0
votes

I am scraping a news website with Scrapy and saving scraped items to a database with sqlalchemy. The crawling job runs periodically and I would like to ignore URLs which did not change since the last crawling.

I am trying to subclass LinkExtractor and return an empty list in case the response.url has been crawled more recently than updated.

But when I run 'scrapy crawl spider_name' I am getting:

TypeError: MyLinkExtractor() got an unexpected keyword argument 'allow'

The code:

def MyLinkExtractor(LinkExtractor):
    '''This class should redefine the method extract_links to
    filter out all links from pages which were not modified since
    the last crawling'''
    def __init__(self, *args, **kwargs):
        """
        Initializes database connection and sessionmaker.
        """
        engine = db_connect()
        self.Session = sessionmaker(bind=engine)
        super(MyLinkExtractor, self).__init__(*args, **kwargs)
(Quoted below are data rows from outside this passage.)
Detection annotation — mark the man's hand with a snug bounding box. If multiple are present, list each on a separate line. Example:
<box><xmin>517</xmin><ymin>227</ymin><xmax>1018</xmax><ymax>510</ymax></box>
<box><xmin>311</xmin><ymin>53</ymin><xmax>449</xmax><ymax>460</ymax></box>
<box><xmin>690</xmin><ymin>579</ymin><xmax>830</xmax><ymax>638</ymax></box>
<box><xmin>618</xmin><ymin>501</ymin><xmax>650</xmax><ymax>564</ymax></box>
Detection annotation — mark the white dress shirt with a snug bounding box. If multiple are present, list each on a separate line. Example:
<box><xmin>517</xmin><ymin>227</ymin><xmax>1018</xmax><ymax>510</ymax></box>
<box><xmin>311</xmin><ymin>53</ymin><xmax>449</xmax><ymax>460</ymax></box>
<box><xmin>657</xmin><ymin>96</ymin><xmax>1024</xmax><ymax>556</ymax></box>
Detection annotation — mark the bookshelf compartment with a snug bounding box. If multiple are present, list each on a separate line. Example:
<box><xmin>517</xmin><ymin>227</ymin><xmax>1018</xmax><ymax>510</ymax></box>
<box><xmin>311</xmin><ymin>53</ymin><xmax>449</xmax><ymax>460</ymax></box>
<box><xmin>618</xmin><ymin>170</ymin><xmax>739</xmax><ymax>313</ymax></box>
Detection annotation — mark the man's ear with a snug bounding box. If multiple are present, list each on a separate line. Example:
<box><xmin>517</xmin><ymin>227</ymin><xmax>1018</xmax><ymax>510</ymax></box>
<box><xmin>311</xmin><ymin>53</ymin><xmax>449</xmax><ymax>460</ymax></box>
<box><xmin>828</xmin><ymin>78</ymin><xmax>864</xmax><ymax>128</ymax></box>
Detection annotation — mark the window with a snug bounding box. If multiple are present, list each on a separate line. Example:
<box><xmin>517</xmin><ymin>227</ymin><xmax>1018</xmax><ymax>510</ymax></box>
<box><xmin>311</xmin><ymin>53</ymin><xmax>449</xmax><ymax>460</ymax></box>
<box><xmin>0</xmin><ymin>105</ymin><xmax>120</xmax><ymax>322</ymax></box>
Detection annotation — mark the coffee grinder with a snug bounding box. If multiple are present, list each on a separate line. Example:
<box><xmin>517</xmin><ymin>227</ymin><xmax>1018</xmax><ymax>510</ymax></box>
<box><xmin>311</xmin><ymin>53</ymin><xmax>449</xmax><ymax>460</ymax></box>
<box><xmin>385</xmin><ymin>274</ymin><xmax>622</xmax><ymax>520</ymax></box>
    def extract_links(self, response):
        all_links = super(MyLinkExtractor, self).extract_links(response)

        # Return empty list if current url was recently crawled
        session = self.Session()
        url_in_db = session.query(Page).filter(Page.url==response.url).all()
        if url_in_db and url_in_db[0].last_crawled.replace(tzinfo=pytz.UTC) > item['header_last_modified']:
            return []

        return all_links

...

class MySpider(CrawlSpider):

    def __init__(self, *args, **kwargs):
        """
        Initializes database connection and sessionmaker.
        """
        engine = db_connect()
        self.Session = sessionmaker(bind=engine)
        super(MySpider, self).__init__(*args, **kwargs)

    ...

    # Define list of regex of links that should be followed
    links_regex_to_follow = [
        r'some_url_pattern',
        ]

    rules = (Rule(MyLinkExtractor(allow=links_regex_to_follow),
                  callback='handle_news',
                  follow=True),    
             )

    def handle_news(self, response):

        item = MyItem()
        item['url'] = response.url
        session = self.Session()

        # ... Process the item and extract meaningful info

        # Register when the item was crawled
        item['last_crawled'] = datetime.datetime.utcnow().replace(tzinfo=pytz.UTC)
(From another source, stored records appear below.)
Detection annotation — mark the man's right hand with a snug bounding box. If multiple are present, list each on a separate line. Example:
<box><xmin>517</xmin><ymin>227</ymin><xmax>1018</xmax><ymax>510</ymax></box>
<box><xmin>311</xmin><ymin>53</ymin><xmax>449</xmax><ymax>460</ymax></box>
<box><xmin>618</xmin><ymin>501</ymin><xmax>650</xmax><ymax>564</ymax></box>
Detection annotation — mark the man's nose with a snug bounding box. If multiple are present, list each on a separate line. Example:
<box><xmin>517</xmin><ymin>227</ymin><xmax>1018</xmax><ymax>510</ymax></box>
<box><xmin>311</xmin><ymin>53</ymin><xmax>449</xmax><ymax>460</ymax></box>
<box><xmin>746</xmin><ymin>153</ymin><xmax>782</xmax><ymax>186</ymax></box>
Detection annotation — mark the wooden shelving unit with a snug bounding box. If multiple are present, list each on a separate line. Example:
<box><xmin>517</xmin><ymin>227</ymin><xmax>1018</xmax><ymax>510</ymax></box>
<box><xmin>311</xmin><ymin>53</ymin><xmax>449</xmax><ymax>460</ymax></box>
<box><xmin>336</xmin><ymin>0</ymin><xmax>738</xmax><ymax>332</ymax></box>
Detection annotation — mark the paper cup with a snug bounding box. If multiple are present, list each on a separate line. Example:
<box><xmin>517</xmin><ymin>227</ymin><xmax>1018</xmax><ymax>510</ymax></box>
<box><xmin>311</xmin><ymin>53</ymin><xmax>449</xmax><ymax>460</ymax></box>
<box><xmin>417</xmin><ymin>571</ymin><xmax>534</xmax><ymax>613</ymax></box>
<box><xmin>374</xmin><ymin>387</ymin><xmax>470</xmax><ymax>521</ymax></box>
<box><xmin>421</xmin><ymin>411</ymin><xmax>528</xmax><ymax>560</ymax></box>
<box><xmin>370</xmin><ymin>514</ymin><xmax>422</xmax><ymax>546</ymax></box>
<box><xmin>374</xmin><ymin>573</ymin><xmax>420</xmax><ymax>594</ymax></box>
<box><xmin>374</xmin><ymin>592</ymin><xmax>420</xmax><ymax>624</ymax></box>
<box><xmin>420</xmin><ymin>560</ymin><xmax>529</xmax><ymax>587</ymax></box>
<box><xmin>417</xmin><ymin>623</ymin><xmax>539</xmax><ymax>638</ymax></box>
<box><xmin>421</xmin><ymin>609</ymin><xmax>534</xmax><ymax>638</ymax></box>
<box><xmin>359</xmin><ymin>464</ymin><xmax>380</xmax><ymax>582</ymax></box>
        # Register when the page was last-modified
        date_string = response.headers.get('Last-Modified', None).decode('utf-8')
        item['header_last_modified'] = get_datetime_from_http_str(date_string)

        yield item

The most weird thing is that, if I replace MyLinkExtractor for LinkExtractor in the Rule definition, it runs.
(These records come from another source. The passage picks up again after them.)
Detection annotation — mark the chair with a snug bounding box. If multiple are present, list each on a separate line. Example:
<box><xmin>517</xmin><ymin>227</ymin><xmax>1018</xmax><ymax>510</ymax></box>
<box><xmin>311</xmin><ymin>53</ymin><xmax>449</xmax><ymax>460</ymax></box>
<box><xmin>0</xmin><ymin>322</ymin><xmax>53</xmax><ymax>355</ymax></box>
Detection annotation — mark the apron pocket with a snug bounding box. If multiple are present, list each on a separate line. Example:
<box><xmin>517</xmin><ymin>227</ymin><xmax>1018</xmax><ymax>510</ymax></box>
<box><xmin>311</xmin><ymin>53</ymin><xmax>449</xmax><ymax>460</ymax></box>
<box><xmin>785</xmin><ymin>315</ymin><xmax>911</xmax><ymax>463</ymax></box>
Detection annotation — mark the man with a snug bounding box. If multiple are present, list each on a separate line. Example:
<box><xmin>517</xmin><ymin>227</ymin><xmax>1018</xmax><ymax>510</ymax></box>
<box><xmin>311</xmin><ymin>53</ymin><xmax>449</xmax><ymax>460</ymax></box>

But if I leave MyLinkExtractor in the Rule definition and redefine MyLinkExtractor to:

def MyLinkExtractor(LinkExtractor):
    '''This class should redefine the method extract_links to
    filter out all links from pages which were not modified since
    the last crawling'''
    pass

I get the same error.

1

1 Answers

2
votes

Your MyLinkExtractor is not a class, but function since you've declared it with def instead of class. It's hard to spot, since Python allows declaring functions inside of other functions and none of the names are really reserved.

Anyway, I believe that stack-trace would be little different in case if it would be not properly instantiated class - you'd see name of the last function that errored (MyLinkExtractor's __init__).